# Victorian Newbie



## marelton (Sep 23, 2014)

I've just recently bought a Hobie Mirage Outfitter for me and the fishette to get out on the water. Maiden voyage should be this weekend and looking forward to it.
My usual pastime is surf fishing for Salmon off the beaches south of Melbourne, so this is going to be a little different!

Love yaks and love fishing, but never had the chance to combine the two until now 

If anyone knows any relatively calm launch points around the north shore of Phillip Island to give it a trial run I'd be pleased to hear.

Dont want to scare her off on the first launch!


----------



## laneends (Jan 25, 2013)

Most of Phillip island can have a hard running tide.

As a first off I would suggest heading over towards Coronet bay and try end of soldiers rd just north of reef island. Its protected and weed beds close in give access to squid or whiting, or you can go further out with all the usual Western Port suspects.

Dont forget to practice falling out and climbing back in.

if you want more details on victorian spots check out the Vyak forum and find out where the locals play


----------



## marelton (Sep 23, 2014)

Thanks for the advice laneends, I can see the area on Google Maps and understand what you mean about Coronet Bay, it's exactly what I was looking for.
I've applied for an account on Vyak so things are starting to come together now.

Many thanks again for the help.


----------



## laneends (Jan 25, 2013)

Western Port is an "interesting place. Areas where the tide rips through, some quieter areas. Up north of Corinella you have mud issues at low tide. So you have to judge your trips carefully around predicted tides, with most launch spots out of bounds at low tides. Dont want to get stuck on the mud with the missus giving you an ear full in the back seat while you wait a couple of hours till the water comes back..lol

One of the best baits, particularly for gummie sharks is woolies banana prawns as they are the nearest thing to the the mud crabs up there they feed on.

If you get a stiff southerly breeze Coronet bay cops it a bit, but the launch at the end of soldiers road is more sheltered by reef island.

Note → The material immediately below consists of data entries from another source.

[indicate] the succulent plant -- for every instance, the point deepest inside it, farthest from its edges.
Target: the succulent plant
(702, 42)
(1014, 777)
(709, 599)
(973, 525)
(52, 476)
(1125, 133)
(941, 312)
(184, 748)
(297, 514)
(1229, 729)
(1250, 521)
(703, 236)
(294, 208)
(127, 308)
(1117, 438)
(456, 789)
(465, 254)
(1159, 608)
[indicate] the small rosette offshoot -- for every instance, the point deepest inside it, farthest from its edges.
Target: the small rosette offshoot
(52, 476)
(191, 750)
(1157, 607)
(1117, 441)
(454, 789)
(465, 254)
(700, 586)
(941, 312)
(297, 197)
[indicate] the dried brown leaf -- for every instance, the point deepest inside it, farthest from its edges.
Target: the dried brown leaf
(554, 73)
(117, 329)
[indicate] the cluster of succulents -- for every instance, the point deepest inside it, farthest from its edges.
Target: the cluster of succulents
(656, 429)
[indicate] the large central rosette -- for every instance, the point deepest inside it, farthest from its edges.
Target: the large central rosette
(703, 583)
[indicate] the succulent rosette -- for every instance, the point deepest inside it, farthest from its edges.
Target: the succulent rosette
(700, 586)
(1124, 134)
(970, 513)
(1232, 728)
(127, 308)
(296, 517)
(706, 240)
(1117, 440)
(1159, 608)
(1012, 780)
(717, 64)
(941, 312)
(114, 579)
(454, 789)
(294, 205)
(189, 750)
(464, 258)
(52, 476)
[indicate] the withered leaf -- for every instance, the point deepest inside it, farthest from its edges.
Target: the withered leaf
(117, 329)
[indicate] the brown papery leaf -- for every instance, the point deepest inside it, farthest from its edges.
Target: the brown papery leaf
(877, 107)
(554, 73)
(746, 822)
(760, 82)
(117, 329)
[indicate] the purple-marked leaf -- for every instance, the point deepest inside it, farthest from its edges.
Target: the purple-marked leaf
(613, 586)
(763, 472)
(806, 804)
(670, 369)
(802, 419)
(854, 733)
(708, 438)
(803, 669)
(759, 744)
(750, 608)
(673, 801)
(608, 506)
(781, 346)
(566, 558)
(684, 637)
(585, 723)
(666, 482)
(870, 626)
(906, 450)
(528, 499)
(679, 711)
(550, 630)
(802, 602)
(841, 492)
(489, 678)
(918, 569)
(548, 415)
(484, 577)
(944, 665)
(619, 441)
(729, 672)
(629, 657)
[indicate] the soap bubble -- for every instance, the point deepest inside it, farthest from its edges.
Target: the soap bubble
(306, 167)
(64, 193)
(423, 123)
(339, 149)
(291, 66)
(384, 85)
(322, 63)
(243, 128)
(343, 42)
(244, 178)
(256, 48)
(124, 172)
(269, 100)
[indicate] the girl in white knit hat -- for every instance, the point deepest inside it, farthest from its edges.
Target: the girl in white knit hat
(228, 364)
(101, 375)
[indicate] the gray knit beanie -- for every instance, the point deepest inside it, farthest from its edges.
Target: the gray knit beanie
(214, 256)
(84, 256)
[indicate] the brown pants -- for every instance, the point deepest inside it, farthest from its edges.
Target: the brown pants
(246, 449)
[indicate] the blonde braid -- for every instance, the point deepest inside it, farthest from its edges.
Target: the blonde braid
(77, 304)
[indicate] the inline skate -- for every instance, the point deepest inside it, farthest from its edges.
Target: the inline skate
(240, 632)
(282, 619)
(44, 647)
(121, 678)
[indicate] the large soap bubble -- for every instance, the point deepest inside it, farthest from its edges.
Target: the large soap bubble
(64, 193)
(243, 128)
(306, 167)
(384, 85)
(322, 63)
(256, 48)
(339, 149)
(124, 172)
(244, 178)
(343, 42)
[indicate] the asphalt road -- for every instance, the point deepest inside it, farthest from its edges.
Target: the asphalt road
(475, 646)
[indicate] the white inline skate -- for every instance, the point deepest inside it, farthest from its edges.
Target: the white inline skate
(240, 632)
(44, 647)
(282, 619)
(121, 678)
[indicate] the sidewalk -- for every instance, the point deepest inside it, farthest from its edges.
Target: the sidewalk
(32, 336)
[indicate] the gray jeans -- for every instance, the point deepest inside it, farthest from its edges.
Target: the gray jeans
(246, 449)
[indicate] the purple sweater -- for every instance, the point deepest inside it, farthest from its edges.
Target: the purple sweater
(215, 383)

Stay away from the San Remo bridge area until you know what you are doing or you might end up being carried out into Bass straight


----------



## yellowprowler (Aug 27, 2014)

Welcome mate.


----------



## marelton (Sep 23, 2014)

Cheers again laneends for the tips and the 'what not to do's' , really useful to know when you don't know the area. Much appreciated.


----------



## marelton (Sep 23, 2014)

Thanks for the welcome yellowprowler, lots of good info on here and friendly folk too. Looking forward to posting when I eventually get the yak out there.


----------